The N.C. Clean Energy Technology Center (NCCETC) released its 2022 annual review and Q4 update edition of The 50 States of Solar. The quarterly series provides insights on state regulatory and legislative discussions and actions on distributed solar policy, with a focus on net metering, distributed solar valuation, community solar, residential fixed charges, residential demand and solar charges, third-party ownership and utility-led rooftop solar programs.
The report finds that 46 states and the District of Columbia took some type of distributed solar policy action during 2022, with the greatest number of actions relating to net metering policies, community solar policies and residential fixed charge increases. The states taking the greatest number of actions are Illinois, California, New York, Connecticut, Maine, Colorado and Michigan.
2022 solar policy actions
The report highlights ten of the top distributed solar policy trends of 2022:
- States moving away from traditional net metering;
- Net billing becoming the dominant successor tariff structure;
- States incorporating LMI-specific provisions in solar programs;
- Focusing on grid access fees and minimum bills;
- New states considering community solar programs;
- Growing use of time-varying compensation rates for distributed generation;
- Encouraging distributed generation systems paired with battery storage;
- States tying labor requirements to solar programs;
- Distributed generation programs increasing in complexity; and
- States taking an iterative approach to distributed generation program design.
“2022 was a significant year for low-to-moderate-income (LMI) solar access, following a similar trend from 2021,” observed Justin Lindemann, policy analyst at NCCETC. “A plethora of states have committed to incentivizing LMI participation through carve-outs, rebates, as well as billing and tax exemptions. Much of the progress was related to improving community solar engagement.
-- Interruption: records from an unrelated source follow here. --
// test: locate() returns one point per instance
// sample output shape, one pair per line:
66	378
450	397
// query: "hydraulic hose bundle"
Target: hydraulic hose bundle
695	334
For example, new programs were enacted in New Hampshire and California that prioritize LMI community solar expansion.”
A total of 285 state and utility level distributed solar policy and rate changes were proposed, pending or decided in 2022. The report notes that ten of the most active states in 2022 for solar policy developments were:
- California, where regulators approved a net metering successor tariff and state lawmakers enacted legislation to create a new community solar program;
- Mississippi, where the Public Service Commission approved revisions to the state’s DG program rules and considered community solar program rules;
- Hawaii, where the Public Utilities Commission approved new DER program designs and an advanced rate design framework;
- North Carolina, where regulators considered Duke Energy’s proposed net metering successor tariff and allowed a third-party solar PPA at a military facility to proceed;
- Michigan, where Consumers Energy and DTE Electric requested approval to modify their DG program credit rates and implement additional fees;
- Maine, where legislators adopted changes to the net energy billing tariff rate program and a DG stakeholder group presented a DG successor program framework;
- Georgia, where the Public Service Commission increased export credit rates for Georgia Power’s net billing program, while declining to expand the limited retail rate net metering program;
- New Mexico, where regulators approved community solar program rules and Xcel Energy filed its proposal for a standby rate;
- Indiana, where regulators approved net metering successor tariffs for the state’s investor-owned utilities and the Indiana Supreme Court considered an appeal; and
- Florida, where the governor vetoed a bill that would have established a net-metering successor tariff and authorized the implementation of additional fees for customer-generators.
“This year, utility regulators considered several novel approaches to utility cost recovery for service to DG customers,” said Vincent Potter, policy analyst at NCCETC, “Michigan regulators denied an annual-average demand charge for DG customers; California regulators rejected capacity charges in favor of instructing utilities to use specific existing tariffs; and in Hawaii, regulators ordered the implementation of a framework for advanced rate design which will eventually replace demand charges and minimum bills in the state.”
In Q4 2022, 40 states and D.C. took some type of action on distributed solar policy or rate design. A total of 156 actions were tracked in Q4.